IPCC Fourth Assessment Report: Climate Change 2007
Climate Change 2007: Working Group III: Mitigation of Climate Change

11.8.1.10 Practical examples of integrated strategies

The realization of co-benefits has moved beyond a notion or an analytical exercise and is actually reflected increasingly in national regulations and international treaties.

US EPA operates a programme called ‘Integrated Environ-mental Strategies’ that is designed to build capacity to conceptualize co-control measures, analyze their co-benefit potential, and encourage the implementation of promising measures in developing countries. The programme has been active in eight developing countries, resulted in numerous assessments at the urban and national levels of co-benefits, and has helped influence policies leading to efficient measures that address local pollution and GHGs together. The programme is outlined in detail in US EPA (2005).

The European Commission, in its European Climate Change (ECCP) and Clean Air For Europe (CAFE) programmes, explores the interactions between the European Union’s climate change and air pollution strategies and examines harmonized strategies that maximize the synergies between both policy areas (CEC, 2005).

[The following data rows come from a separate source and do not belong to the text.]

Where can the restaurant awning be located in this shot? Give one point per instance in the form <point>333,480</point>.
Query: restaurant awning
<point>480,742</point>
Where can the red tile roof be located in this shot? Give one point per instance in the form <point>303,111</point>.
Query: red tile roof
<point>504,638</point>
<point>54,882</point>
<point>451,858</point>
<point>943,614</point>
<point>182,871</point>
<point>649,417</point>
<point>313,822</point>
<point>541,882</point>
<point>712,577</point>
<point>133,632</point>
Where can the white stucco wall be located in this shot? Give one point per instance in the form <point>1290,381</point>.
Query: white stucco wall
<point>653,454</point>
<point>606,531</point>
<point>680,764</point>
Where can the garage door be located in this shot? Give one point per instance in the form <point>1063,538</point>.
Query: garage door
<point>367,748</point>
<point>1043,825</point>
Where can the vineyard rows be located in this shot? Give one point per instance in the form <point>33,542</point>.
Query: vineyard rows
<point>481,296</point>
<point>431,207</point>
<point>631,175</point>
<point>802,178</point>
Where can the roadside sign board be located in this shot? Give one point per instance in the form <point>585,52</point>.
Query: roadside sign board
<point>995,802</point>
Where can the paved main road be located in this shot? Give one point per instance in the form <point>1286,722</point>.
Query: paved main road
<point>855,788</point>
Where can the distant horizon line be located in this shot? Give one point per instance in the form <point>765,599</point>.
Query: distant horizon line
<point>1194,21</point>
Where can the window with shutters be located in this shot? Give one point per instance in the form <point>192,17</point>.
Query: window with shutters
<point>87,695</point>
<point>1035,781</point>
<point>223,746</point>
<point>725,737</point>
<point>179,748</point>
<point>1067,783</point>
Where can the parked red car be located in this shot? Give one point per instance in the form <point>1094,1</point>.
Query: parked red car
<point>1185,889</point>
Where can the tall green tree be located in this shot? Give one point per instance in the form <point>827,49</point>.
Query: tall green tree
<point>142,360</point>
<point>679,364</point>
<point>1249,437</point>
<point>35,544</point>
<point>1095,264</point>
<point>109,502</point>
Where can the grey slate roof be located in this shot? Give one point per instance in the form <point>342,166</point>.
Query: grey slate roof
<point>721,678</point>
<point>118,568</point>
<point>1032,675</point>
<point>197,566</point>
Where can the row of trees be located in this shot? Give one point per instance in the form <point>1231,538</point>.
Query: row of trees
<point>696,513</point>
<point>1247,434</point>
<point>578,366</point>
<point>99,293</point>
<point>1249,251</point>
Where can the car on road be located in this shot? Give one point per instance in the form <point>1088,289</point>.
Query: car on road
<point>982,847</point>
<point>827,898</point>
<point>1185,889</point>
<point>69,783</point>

The 1987 Montreal Protocol on Subsances that deplete the Ozone Layer mandates the phase-out of ozone-depleting substances, CFCs, halons, HBFCs, HCFCs, and methyl bromide. Some of the alternatives to these products, which are used primarily in refrigeration and in air conditioning, and for producing insulating foam, have significant GWPs although these are, in many cases, less than those for the CFCs and HCFCs. They also can improve the energy efficiency of some equipment and products in which they are used. In order to investigate the link between ozone depletion and climate change, a Special Report was produced by IPCC and the Technology and Economic Assessment Panel (TEAP) of the Montreal Protocol (IPCC & TEAP, 2005).